1D FFT 3x faster than 2D FFT?

I’ve been playing around with FFTs on 512x512 complex matrices as I need to save some time and ran into a strange behavior. FFT should be separable (and that is how I believe most implementation implement 2D FFT). So running FFT first in X and than in Y should provide a 2D FFT. But when I timed both options, it seems that 2D fft is 3 times slower than 1D FFT rather than 2 times (to account for X and Y).
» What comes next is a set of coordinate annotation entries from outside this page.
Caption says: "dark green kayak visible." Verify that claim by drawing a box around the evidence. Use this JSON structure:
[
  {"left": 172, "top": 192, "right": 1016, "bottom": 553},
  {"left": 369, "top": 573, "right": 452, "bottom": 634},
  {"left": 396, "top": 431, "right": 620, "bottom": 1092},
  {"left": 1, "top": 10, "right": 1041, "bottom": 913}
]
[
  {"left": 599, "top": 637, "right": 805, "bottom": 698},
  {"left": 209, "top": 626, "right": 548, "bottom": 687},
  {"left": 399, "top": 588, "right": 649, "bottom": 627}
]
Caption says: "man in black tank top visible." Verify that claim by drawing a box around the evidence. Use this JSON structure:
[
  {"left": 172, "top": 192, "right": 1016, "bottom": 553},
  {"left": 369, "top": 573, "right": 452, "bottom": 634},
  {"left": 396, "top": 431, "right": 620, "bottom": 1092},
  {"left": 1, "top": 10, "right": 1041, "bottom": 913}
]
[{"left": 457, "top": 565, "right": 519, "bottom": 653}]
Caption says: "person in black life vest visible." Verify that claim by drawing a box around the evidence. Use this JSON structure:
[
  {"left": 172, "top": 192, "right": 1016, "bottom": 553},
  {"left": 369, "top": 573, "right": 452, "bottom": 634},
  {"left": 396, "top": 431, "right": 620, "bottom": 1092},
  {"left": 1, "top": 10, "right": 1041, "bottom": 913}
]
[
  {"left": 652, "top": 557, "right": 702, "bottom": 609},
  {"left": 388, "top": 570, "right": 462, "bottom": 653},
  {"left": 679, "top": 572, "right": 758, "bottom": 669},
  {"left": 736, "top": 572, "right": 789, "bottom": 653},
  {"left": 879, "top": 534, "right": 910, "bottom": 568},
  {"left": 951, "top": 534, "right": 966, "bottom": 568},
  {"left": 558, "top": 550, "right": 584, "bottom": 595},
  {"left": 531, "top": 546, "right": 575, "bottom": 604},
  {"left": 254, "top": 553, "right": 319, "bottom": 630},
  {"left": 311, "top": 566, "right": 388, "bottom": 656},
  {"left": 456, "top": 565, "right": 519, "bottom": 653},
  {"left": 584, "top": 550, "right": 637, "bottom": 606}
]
Is this behavior expected or an I missing something?

cufftHandle plan;

CUFFTERR(cufftPlan2d(&plan, WIDTH, HEIGHT, CUFFT_C2C));

cufftHandle plany;

int size = HEIGHT;

CUFFTERR(cufftPlanMany(&plany, 1, &size, NULL, WIDTH, 1, NULL, WIDTH, 1, CUFFT_C2C, WIDTH));

cufftHandle planx;

size = WIDTH;

CUFFTERR(cufftPlanMany(&planx, 1, &size, NULL, 1, WIDTH, NULL, 1, WIDTH, CUFFT_C2C, HEIGHT));

for (int i = 0 ; i < NITER ; i++)

	CUFFTERR(cufftExecC2C(plan, (cufftComplex *)device, (cufftComplex *)device, CUFFT_FORWARD));

for (int i = 0 ; i < NITER ; i++)

	CUFFTERR(cufftExecC2C(planx, (cufftComplex *)device, (cufftComplex *)device, CUFFT_FORWARD));

for (int i = 0 ; i < NITER ; i++)

	CUFFTERR(cufftExecC2C(plany, (cufftComplex *)device, (cufftComplex *)device, CUFFT_FORWARD));

second and third options (1D in X and Y) take 10.4 ms each (for 272 iterations)

last option (2D) takes 29.2 ms

If you use NULL for inembed and onembed in your plany, the following arguments (WIDTH and 1) will be ignored.
So your code is not correct and since it is doing FFTs on contiguous data twice (not a 2D FFT), it is faster.

Since the transform is 1D, any non NULL value will work since inembed[0] is never used

From the manual:
The following equations illustrate how these parameters are used to calculate the index for each element in the input or output array:
b = 0 … batch − 1
x = 0 … n[0] − 1
y = 0 … n[1] − 1
z = 0 … n[2] − 1
􏱣 1D
output_index = b ∗ odist + x ∗ ostride
input_index = b ∗ idist + x ∗ istride

I found it out this morning. I needed to pass inembed = oembed = WIDTH*HEIGHT to get the right output and then the FFT in Y takes about 30% longer than the 2D fft. I’m trying to find a different trick now as I’m trying to perform a very sparse FFT and I’m trying to find a method to make it run faster than the dense FFT. Will be happy for any pointers in that direction …

The CUFFT documentation is very terse on the inembed and oembed values so it took some time to figure them out.